During the second day there were multiple tracks available - I mostly followed the workshop track, only catching one presentation on the speaker track.
Florian Forster, collectd - Collecting custom metrics
Described the collectd data model and how to use the Exec plugin to execute arbitray scripts for collecting custom metrics.
Also presented a statsd plugin - implementation of statsd network protocol inside collectd.
Abe Stanway - Kale (Skyline and Oculus)
Presentation of architecture for the kale suite of tools recently released by etsy.
You can find a better description on the etsy blog
Skyline - Analyse time series for anomalies in (almost) real time
The setup at etsy includes 250k metrics, which takes about 70sec for anomaly discovery, and requires 64GB memory to store 24 hours of metrics in memory.
- carbon-relay is used to forward metrics to the horizon listener
- metrics are stored in redis
- data is stored in redis as messagepack (allows efficient binary array stream)
- roomba runs intermittely to clean up old metrics from redis
- amalyzer does it’s thing and writes info to disk in JSON for the web front end
To identify anomalies, skyline uses some of the techniques that Abe talked about in his presentation the previous day. It uses the consensus model, where a number of models are used and they vote - so if a majority of models detect an anomaly, then that is reported.
Oculus - analyse time series for correlation
Oculus figures out which time series are correlated using Euclidian Distance - the difference between time series values.
It also uses Dynamic Time Warping - to allow for phase shifts, if the change in one series occurs later than in the other. But this is slow, so it’s targeted on the time series to could be correlated by comparing shape descriptions.
- data pulled from skyline redis and stored in elasticsearch
- time series converted to shape description (limited number of keywords that describe the pattern)
- phrase search done for shared shape description fingerprints
- run dynamic time warping on that data
Pierre-Yves Ritschard - Riemann
Unfortunately this presentation was marred by a projector/slide deck failure which made it hard to follow. It was incredibly disappointing because there was a lot of positive discussion around Riemann and I was looking forward to a better exposition of the tool.
Riemann is a event stream processing tool.
- All events sent to riemann have a key value data structure - for logs, metrics, etc.

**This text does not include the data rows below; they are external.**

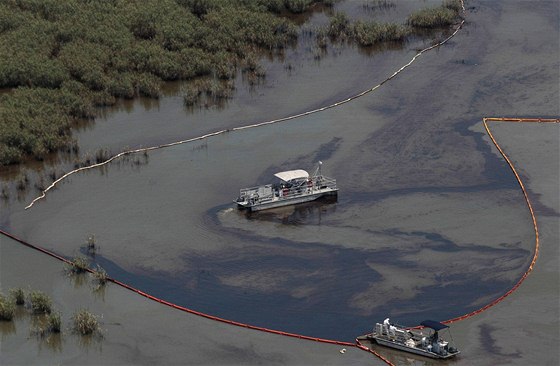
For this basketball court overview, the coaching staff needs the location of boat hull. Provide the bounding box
[237,189,338,212]
[367,335,460,359]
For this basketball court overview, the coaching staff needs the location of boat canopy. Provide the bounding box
[420,320,449,332]
[274,169,309,182]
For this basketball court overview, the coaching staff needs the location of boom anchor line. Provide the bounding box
[25,0,465,210]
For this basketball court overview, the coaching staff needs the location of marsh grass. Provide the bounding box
[29,291,52,314]
[72,309,101,335]
[0,0,312,164]
[65,257,89,275]
[85,234,98,256]
[9,287,25,305]
[0,293,16,321]
[93,264,109,290]
[407,0,461,28]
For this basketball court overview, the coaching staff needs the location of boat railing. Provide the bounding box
[312,175,336,189]
[239,176,337,203]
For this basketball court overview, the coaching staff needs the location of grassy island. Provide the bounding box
[0,0,458,167]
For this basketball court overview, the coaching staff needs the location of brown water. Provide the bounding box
[0,2,558,340]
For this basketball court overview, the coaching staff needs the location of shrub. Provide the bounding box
[10,288,25,305]
[86,234,97,255]
[0,293,16,321]
[66,257,89,274]
[327,12,350,39]
[29,291,52,314]
[47,312,62,333]
[93,264,109,287]
[72,309,99,335]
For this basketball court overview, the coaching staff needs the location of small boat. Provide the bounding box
[234,162,338,211]
[358,318,460,358]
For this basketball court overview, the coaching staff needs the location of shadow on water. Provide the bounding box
[241,196,338,225]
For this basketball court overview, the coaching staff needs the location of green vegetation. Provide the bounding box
[0,293,16,321]
[352,21,410,46]
[47,312,62,333]
[65,257,89,274]
[407,0,461,28]
[29,291,52,314]
[10,287,25,305]
[0,0,322,166]
[85,234,97,256]
[72,309,100,335]
[93,264,109,289]
[0,0,460,166]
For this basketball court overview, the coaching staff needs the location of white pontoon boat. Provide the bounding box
[234,162,338,211]
[358,318,460,358]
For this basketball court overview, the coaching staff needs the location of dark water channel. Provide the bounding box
[0,2,552,341]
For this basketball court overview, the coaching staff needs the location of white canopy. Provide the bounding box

- You can use all your current collectors: collectd, logstash etc, and has an in app statsd replacement
- Those events can be manipulated in many ways, and sent to many outputs
- The query language, clojure, is data driven & from lisp family
- There is storage available for event correlation but I didn’t really understand from his discussion
Devdas Bhagat - Big Graphite
This workshop covered how booking.com have scaled their graphite setup.
They have somewhere in the region of 5000 hosts, multiple terabytes of data stored in whisper.

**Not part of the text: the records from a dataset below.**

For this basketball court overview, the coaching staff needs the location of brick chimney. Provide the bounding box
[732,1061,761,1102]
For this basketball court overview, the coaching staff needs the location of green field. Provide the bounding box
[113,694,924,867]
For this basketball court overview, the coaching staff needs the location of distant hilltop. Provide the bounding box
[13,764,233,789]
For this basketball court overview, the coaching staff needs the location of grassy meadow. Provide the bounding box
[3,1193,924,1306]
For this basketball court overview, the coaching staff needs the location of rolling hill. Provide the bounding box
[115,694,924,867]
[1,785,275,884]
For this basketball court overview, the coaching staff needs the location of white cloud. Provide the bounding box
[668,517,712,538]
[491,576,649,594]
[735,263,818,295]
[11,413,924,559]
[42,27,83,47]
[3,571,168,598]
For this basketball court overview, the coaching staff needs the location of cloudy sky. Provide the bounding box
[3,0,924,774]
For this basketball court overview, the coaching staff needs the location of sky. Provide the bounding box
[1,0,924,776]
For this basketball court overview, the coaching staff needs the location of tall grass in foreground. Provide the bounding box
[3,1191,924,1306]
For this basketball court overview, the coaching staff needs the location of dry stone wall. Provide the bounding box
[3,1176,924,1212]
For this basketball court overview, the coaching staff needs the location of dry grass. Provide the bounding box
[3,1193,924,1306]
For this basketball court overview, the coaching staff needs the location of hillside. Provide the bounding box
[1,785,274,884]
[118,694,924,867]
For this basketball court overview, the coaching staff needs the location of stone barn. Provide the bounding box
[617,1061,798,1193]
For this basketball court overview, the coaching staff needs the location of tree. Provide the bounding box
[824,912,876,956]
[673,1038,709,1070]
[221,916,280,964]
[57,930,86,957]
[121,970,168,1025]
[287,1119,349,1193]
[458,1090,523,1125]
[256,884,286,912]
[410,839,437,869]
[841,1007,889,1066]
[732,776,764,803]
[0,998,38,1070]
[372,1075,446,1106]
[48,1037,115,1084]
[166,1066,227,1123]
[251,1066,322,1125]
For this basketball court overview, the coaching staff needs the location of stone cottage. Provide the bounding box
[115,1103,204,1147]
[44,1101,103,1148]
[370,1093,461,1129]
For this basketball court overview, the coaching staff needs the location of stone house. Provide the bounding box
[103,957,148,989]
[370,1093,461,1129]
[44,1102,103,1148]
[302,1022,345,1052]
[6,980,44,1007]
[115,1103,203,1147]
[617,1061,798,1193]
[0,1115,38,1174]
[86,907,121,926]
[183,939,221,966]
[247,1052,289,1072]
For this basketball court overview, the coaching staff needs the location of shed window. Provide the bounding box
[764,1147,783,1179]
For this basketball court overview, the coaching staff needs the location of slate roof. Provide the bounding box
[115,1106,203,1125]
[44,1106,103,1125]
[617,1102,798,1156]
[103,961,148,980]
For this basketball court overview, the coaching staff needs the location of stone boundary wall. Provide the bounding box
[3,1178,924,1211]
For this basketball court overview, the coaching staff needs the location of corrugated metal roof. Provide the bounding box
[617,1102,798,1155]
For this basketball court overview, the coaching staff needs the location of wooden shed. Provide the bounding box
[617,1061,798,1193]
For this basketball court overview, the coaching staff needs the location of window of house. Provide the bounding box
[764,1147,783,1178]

Both IO and CPU have become bottlenecks and in each instance they have thrown hardware at the problem to run more agents and shard their data.
I/O probems:
- Ran into IO wall, disks 100% writing. Lots of seeking
- Have ended up using SSD drives in RAID0
- Sharding becomes hard to maintain and balance
- Don’t know in advance in which namespace metrics will be created
- Rebalancing tricky when adding more backends - they have a script that replicates graphite hashing function and manually move things
- Found SSDs not as reliable as spinning disk under high update conditions
- Lots of drive failures, so replicate data to separate datacenters to provide availability
- FusionIO performance no improvement from SSDs (I find this hard to believe)
CPU problems:
- Relays start maxing out CPUs
- Multiple relay hosts (per datacenter)
- Multiple relays on each host (1 per core)
- Use haproxy load balancer (prevent losing metrics)
Other Problems:
- Software breaking on updates (whisper failure on upgrade)

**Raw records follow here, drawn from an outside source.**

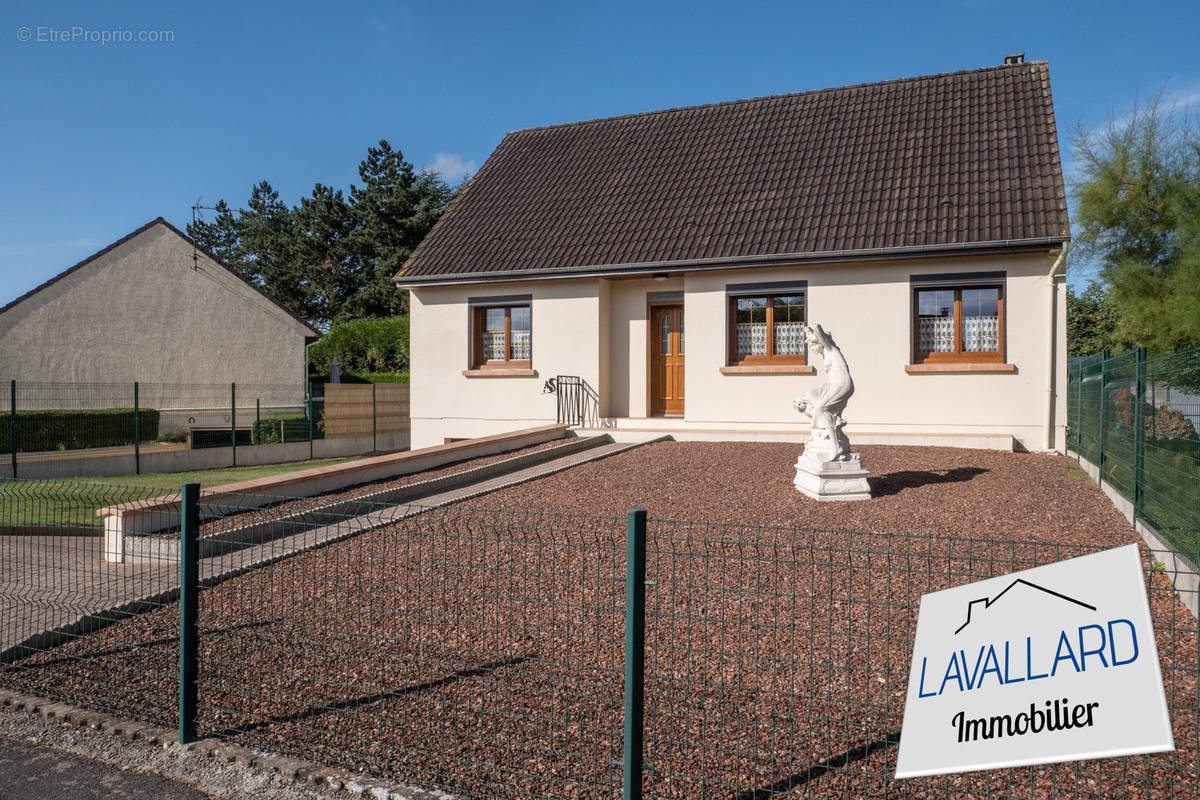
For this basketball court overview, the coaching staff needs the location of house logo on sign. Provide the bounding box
[896,545,1175,777]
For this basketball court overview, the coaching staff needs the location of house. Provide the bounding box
[396,56,1068,451]
[0,217,318,388]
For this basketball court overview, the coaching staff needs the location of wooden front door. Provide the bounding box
[649,306,684,416]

- People can use the software in surprising ways - not time series data, or one record a day
David Goodlad - Infrastructure is Secondary
Slides | Video |
David presented that your primary metrics should be your business metrics, and that your infrastructure metrics are secondary. Which is not to say infrastructure metrics aren’t important, but the business metrics are measures of how your business is performing and this is the data which you should be alerting on.
- Alerts should be informational and actionable - not just “cool story, bro”
- Consider what matters to customers - i.e. instead of measuring queue size, use time to process
- When a business metric alerts, then correlate against infrastructure monitoring
- Keep the infrastructure thresholds, but don’t alert on that information - you can access it when necessary
He gave a great one liner to help decide what you should be measuring - “What would get your boss fired?” - Measure these things deeply.
Also pushed the idea of sharing your information outside the team - to be more transparent and visible to the rest of the business, particularly since the information you hold are business metrics. This will provide feedback about the metrics which are important to others.
Michael Gorsuch - Graph Automation
This workshop was a practical introduction to instrumentation and exploration - stepping through configuring StatsD, graphite and collectd to instrument an application and exploring graphs using descartes.